Oleh | Albertus Patty
MEMBICARAKAN sepak terjang Sabam Sirait dalam dunia politik selalu menarik. Apalagi bila dikaitkan dengan bukunya “Politik itu Suci.”
Konon, gagasan politik itu suci ia dapatkan dari Bung Karno, presiden pertama Republik Indonesia. Soekarno adalah tokoh idolanya.
‘Bila mengusir penjajah, mempertahankan kemerdekaan, dan mengisi kemerdekaan itu adalah politik, maka politik itu suci.’
Artinya, bagi Sabam Sirait, kesucian politik terletak pada motif dan tindakan perjuangannya.

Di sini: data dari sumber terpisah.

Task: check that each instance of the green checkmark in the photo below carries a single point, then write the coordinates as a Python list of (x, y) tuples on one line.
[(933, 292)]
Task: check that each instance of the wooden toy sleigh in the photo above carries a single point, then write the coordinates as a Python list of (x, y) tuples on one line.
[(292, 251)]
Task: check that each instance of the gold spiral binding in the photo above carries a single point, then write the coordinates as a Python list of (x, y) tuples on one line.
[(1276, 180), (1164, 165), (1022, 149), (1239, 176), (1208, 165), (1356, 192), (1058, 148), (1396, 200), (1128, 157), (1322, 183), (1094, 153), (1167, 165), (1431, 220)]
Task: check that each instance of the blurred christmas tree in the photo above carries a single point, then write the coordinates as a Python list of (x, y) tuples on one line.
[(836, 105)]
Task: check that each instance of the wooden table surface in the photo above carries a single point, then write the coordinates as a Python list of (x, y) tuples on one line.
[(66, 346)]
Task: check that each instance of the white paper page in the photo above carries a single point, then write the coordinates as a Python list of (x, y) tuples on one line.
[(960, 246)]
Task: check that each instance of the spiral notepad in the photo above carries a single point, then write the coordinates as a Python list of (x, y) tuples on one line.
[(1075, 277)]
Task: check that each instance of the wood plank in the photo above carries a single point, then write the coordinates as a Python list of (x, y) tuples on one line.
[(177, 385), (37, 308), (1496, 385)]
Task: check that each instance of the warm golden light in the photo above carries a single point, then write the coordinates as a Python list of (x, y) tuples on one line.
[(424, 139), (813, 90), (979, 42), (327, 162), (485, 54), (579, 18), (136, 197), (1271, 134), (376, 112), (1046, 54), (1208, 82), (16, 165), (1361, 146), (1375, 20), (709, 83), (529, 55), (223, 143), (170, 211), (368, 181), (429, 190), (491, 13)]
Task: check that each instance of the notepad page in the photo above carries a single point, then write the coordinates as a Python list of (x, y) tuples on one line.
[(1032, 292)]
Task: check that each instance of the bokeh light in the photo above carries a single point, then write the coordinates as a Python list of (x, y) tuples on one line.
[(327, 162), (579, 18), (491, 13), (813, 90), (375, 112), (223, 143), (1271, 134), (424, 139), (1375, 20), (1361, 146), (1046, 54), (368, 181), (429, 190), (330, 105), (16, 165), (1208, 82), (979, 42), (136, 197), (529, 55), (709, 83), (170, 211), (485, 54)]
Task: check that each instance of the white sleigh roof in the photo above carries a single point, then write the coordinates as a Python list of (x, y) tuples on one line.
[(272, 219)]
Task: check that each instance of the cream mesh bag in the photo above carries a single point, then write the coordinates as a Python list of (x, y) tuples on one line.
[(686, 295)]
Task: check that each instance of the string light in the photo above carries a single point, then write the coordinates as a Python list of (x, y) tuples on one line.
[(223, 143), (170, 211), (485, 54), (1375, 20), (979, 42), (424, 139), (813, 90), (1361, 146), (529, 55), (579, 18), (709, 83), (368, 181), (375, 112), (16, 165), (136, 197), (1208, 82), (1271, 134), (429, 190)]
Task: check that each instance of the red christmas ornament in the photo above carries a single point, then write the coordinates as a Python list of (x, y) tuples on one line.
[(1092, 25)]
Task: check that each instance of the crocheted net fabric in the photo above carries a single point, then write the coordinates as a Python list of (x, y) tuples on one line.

Politik demi memperjuangkan nilai positif demi kebangsaan dan kemanusiaan. Politik menjadi suci.
Dua aspek
Gagasan politik itu suci, menarik dan inovatif karena paling sedikit ada dua aspek.
Pertama, kesucian politik tidak tergantung pada upaya menerapkan norma agama tertentu atau apakah suatu kebijakan sesuai dengan ayat-ayat kitab suci agama. Tidak!
Dalam kemajemukan bangsa menyamakan kesucian politik dengan penerapan norma agama tertentu akan menimbulkan hegemoni dan dominasi. Lebih banyak mudaratnya daripada manfaatnya. Ia akan mengundang intoleransi dan diskriminasi.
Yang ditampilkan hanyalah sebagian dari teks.